Technical problem: The purpose of the present invention is to provide a method for preparing nano-microcapsules with a core-shell structure, in which drugs are encapsulated in nano-microcapsules, which have a higher drug loading capacity and good drug sustained-release performance.

Technical scheme: The novel core-shell structure nano-microcapsule proposed by the present invention is to prepare melamine-formaldehyde resin (MF) nano-microspheres by dispersion polymerization; A layer of negatively charged polyelectrolyte is wrapped on the surface of the nanosphere; and then a layer of positively charged polyelectrolyte is wrapped on the surface of the MF nanosphere that has been wrapped with a layer of negatively charged polyelectrolyte by electrostatic adsorption; finally The MF as a template was removed by acid etching, and stable core-shell nanocapsules were prepared. The nano-microcapsule with core-shell structure has a nanometer scale.
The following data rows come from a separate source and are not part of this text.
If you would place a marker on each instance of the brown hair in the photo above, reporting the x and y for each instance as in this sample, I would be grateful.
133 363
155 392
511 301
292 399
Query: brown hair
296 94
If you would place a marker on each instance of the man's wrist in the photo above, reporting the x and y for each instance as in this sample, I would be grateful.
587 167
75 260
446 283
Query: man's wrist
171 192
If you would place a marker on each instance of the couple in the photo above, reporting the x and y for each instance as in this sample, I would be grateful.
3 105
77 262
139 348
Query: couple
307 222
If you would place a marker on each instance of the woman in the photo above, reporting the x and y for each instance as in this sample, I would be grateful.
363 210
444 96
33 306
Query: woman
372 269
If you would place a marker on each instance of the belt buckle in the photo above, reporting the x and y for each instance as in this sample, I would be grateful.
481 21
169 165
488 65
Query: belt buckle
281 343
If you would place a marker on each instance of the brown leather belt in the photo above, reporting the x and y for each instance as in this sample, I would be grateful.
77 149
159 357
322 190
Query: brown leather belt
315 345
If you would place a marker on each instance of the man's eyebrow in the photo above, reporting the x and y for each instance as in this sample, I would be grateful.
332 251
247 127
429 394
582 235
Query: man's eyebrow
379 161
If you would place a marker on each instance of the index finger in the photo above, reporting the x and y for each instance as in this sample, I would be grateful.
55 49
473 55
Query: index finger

The preparation method of the above-mentioned core-shell structure nano-microcapsules is as follows:

(1) Add 2 to 5 g of melamine and 4 to 10 ml of formaldehyde solution into a three-necked flask, and stir for 0.5 to 2 hours in a water bath at 40 to 70° C. to obtain a prepolymer methylol melamine. Then, 0.2-2.0 g of polyvinyl alcohol is dissolved in 50-150 g of ultrapure water under a water bath at 40-70° C., and the pH value of the solution is adjusted to 3-5 with acetic acid. Add the above-mentioned polyvinyl alcohol into the prepolymer methylol melamine, react in a water bath at 40-70°C for 0.5-1.0 hours, ultrasonically disperse at 40-70°C for 5-10 minutes, and quickly cool with ice water. Centrifuge the obtained product at 4000rpm, remove the supernatant, add ultrapure water to redisperse, and then centrifuge, repeat this process 3 to 5 times, dry in vacuum to obtain MF powder, and store at low temperature.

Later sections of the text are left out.